Preparação para o Natal é momento adequado para se falar da vida, mas, porque não, também da morte... O Cristianismo vê na lembrança do Menino Jesus a encarnação divina e as condições necessárias para alimentar a esperança que se renova, alcança novo sentido, mas também a certeza de que viver é passagem.
Para alguns, existir é apenas o momento que antecede a morte. É uma ideia muito pobre de um tempo que, se bem aproveitado, pode ser um lampejo da Eternidade. Não é só uma questão de religião, mas da atitude diante do inevitável. A capacidade de se importar com a finitude sem que se definhe amedrontado com esta perspectiva.Não há receitas prontas. E ainda se diferencia a vivência de quem está próximo do fim da perda de um ente querido, em situação inesperada. Uma pessoa com câncer indo para uma cirurgia confia na equipe médica. Mas sente que  precisa entregar a alma a Deus. O despertar pós-cirúrgico é a chance de uma nova vida.
Daqueles que amamos em situação de finitude, a morte se torna companheira. Depois de uma certa idade, ou na fragilidade de uma doença que se estende, é certo que, mais dia menos dia, vai se extinguir, sendo necessário manter a certeza de que todo o possível foi feito para que a chama da vida se apague em paz.
Um acidente de carro, uma doença em jovem ou criança, a perda de um ser que ainda não viu a luz da vida, deixam as marcas da dor e da angústia. Nossa compreensão não alcança tal mistério. A finitude de alguém que julgamos ter toda uma vida pela frente não encontra explicação lógica.

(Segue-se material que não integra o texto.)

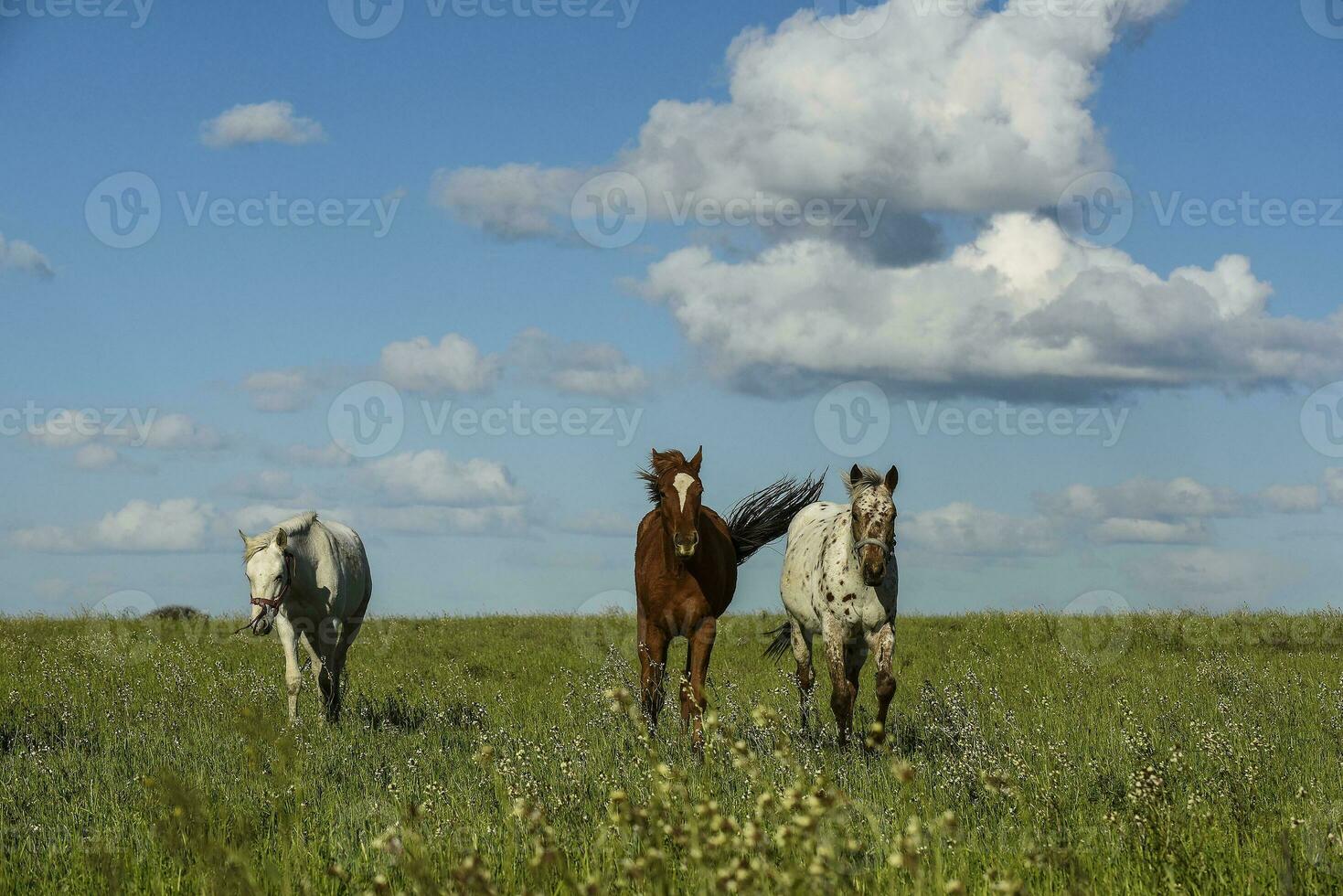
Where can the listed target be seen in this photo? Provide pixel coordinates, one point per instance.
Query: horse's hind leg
(320, 649)
(338, 667)
(806, 677)
(653, 666)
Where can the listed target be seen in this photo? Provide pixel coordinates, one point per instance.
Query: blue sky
(961, 129)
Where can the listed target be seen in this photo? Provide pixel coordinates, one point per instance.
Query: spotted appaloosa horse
(839, 579)
(685, 570)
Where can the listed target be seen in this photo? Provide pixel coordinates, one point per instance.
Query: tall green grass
(1030, 753)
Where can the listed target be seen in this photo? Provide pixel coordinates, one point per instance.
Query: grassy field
(1031, 753)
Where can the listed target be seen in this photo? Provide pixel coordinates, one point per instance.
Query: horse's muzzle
(263, 624)
(685, 547)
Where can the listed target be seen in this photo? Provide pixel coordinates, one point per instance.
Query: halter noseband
(876, 543)
(272, 603)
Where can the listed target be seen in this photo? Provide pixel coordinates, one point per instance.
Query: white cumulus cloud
(432, 477)
(15, 254)
(140, 527)
(1022, 312)
(454, 364)
(272, 121)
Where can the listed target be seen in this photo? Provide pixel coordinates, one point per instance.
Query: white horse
(311, 581)
(839, 579)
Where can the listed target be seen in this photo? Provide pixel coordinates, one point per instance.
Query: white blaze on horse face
(266, 574)
(682, 484)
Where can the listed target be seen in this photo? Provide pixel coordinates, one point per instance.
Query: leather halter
(272, 603)
(876, 543)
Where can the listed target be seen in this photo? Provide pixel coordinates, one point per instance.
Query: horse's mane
(293, 526)
(868, 478)
(660, 464)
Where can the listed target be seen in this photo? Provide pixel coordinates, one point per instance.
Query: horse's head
(271, 570)
(675, 486)
(873, 515)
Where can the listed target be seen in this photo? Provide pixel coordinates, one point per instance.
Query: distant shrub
(176, 613)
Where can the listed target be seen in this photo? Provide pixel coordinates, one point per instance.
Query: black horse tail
(762, 517)
(782, 641)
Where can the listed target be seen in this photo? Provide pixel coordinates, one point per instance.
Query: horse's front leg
(698, 650)
(653, 666)
(882, 645)
(293, 676)
(845, 661)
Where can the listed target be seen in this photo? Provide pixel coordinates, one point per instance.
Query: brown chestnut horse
(685, 570)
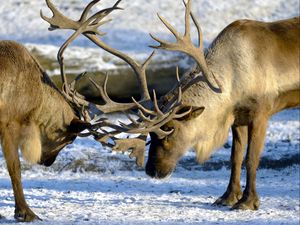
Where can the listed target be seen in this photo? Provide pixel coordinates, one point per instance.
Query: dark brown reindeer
(256, 65)
(36, 116)
(249, 73)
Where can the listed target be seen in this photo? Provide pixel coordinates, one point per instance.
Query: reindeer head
(167, 119)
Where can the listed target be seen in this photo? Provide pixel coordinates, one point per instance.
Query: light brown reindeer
(249, 73)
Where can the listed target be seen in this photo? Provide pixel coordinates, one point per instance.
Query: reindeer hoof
(25, 216)
(249, 204)
(228, 199)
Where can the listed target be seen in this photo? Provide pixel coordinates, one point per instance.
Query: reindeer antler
(184, 44)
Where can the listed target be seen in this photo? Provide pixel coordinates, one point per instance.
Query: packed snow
(89, 184)
(130, 28)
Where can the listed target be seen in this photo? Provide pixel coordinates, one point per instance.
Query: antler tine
(184, 44)
(57, 18)
(160, 113)
(169, 26)
(139, 69)
(197, 25)
(87, 9)
(187, 20)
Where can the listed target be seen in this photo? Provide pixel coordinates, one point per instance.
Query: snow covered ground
(90, 185)
(129, 31)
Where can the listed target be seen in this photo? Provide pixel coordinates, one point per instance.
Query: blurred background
(129, 32)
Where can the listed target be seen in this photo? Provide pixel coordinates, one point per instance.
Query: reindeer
(36, 116)
(249, 73)
(256, 66)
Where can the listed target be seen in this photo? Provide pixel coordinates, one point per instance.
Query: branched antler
(184, 44)
(150, 115)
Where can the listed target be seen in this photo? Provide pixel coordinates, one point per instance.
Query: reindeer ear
(78, 126)
(195, 111)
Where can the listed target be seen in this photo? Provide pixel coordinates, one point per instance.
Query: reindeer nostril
(150, 170)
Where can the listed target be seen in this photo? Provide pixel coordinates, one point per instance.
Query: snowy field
(89, 184)
(130, 28)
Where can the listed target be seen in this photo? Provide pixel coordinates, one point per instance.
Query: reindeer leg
(234, 193)
(256, 136)
(10, 150)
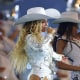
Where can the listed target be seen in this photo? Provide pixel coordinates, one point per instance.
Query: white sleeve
(32, 44)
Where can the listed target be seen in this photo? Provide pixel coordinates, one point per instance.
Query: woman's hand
(2, 69)
(50, 30)
(1, 78)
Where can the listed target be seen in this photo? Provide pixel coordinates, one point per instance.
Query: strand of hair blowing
(18, 55)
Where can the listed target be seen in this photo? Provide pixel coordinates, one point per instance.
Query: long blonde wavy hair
(18, 55)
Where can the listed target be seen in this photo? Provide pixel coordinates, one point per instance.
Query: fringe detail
(19, 61)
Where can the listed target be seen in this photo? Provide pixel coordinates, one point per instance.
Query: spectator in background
(33, 47)
(6, 45)
(64, 42)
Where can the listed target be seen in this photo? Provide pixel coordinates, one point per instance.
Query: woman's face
(74, 31)
(44, 25)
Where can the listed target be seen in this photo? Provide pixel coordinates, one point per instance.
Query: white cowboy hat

Nestes casos, o mais importante não é o que se diz, mas o que se faz. Palavras, na maior parte das vezes, soam vazias, porque tentativas de ocupar o incômodo de um silêncio que poderia ser solidário. Conselhos caem nas valas comuns e podem, até, causar revolta e mais tristeza.
A fé não tem todas as explicações que, muitas vezes, se cobra. É exatamente "fé", não certezas absolutas. Dizer o que pode acontecer é temerário. Crentes e não-crentes acreditam que se pode envolver as pessoas que sofrem com energia positiva - a oração, por exemplo. Mas o melhor remédio continua sendo o tempo.
Temos mecanismos naturais para reencontrar o sentido da vida. Na perda, atordoados, reviver a doença ou continuar sofrendo com a ausência afunda num mar de incertezas. Os que ficam merecem o esforço de continuar por um longo tempo com as marcas da saudade. Sem perder a fé que não deixa morrer um singelo fio de esperança.